Large Deviation Analysis of Score-based Hypothesis Testing

Enmao Diao,Taposh Banerjee,Vahid Tarokh
2024-02-04
Abstract:Score-based statistical models play an important role in modern machine learning, statistics, and signal processing. For hypothesis testing, a score-based hypothesis test is proposed in \cite{wu2022score}. We analyze the performance of this score-based hypothesis testing procedure and derive upper bounds on the probabilities of its Type I and II errors. We prove that the exponents of our error bounds are asymptotically (in the number of samples) tight for the case of simple null and alternative hypotheses.

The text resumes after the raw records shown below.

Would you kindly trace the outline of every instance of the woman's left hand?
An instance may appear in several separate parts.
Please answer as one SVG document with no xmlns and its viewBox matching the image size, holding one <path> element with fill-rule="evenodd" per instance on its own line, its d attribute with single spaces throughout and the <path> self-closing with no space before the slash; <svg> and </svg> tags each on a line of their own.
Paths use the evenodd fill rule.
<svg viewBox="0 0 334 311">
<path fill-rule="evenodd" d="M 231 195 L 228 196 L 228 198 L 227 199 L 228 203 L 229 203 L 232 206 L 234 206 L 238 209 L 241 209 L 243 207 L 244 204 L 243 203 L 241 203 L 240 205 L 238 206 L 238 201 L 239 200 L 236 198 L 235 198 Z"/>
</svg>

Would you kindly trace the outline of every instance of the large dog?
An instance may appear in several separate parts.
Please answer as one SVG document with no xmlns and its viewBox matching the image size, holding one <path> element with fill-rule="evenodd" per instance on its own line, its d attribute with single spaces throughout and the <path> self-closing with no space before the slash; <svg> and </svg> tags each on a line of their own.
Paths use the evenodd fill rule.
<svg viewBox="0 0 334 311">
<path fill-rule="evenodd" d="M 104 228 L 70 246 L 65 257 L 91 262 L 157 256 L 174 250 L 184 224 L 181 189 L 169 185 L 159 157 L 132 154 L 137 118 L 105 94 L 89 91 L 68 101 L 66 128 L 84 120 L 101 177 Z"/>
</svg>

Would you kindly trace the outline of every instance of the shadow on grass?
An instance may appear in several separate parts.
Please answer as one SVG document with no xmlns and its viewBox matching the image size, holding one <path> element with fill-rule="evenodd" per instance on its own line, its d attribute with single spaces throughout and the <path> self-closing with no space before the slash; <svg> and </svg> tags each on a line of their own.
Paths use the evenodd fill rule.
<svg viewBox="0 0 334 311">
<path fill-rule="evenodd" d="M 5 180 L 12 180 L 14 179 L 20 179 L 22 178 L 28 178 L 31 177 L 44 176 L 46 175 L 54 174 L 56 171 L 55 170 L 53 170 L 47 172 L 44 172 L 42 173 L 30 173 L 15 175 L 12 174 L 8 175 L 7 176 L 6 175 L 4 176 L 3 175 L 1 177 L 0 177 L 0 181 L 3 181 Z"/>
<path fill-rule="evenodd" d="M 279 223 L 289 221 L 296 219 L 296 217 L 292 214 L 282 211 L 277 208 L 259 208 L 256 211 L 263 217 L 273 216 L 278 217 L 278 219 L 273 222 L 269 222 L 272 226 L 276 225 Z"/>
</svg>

We calculate these error exponents explicitly in specific cases and provide numerical studies for various other scenarios of interest.
Signal Processing,Methodology
What problem does this paper attempt to address?
The paper mainly discusses the application of score-based hypothesis testing in statistical modeling, especially in addressing the challenges of handling unnormalized models and score models in modern machine learning. Traditional likelihood ratio test (LRT) is optimal when the data density is known, but in many complex models, exact likelihood computation is difficult. Therefore, the paper proposes a score-based hypothesis testing method that utilizes the Hyvärinen Score. The paper first highlights the importance of score matching, especially in image generation tasks, where it outperforms likelihood-based methods. It then points out that gradient scores can be learned when the density of the data distribution is unknown, but the exact likelihood of unnormalized models cannot be computed directly. Therefore, the paper proposes a score-based binary hypothesis testing method that relies on the Hyvärinen Score instead of likelihood ratio. The paper analyzes the upper bounds of type I error (false positive) and type II error (false negative) of this score-based test under finite samples, and proves that these bounds are tight for simple hypothesis testing as the sample size approaches infinity. By using large deviation theory, the paper demonstrates the accuracy of these bounds in asymptotic behavior and provides numerical simulations to estimate the error exponent. Specifically, the paper calculates closed-form expressions of error exponents for multivariate Gaussian distributions and conducts numerical experiments with synthetic data (such as multivariate normal distributions, exponential families, and Gauss-Bernoulli restricted Boltzmann machines) as well as real-world data (such as the KDD Cup'99 network security dataset). The experimental results show that the proposed analysis is consistent with theoretical predictions, and as the sample size increases, the error exponent approaches the theoretical limit. In summary, the paper addresses the problem of hypothesis testing when the exact density of the data is unknown, proposes a score-based testing method, and provides in-depth theoretical analysis and empirical validation of its performance.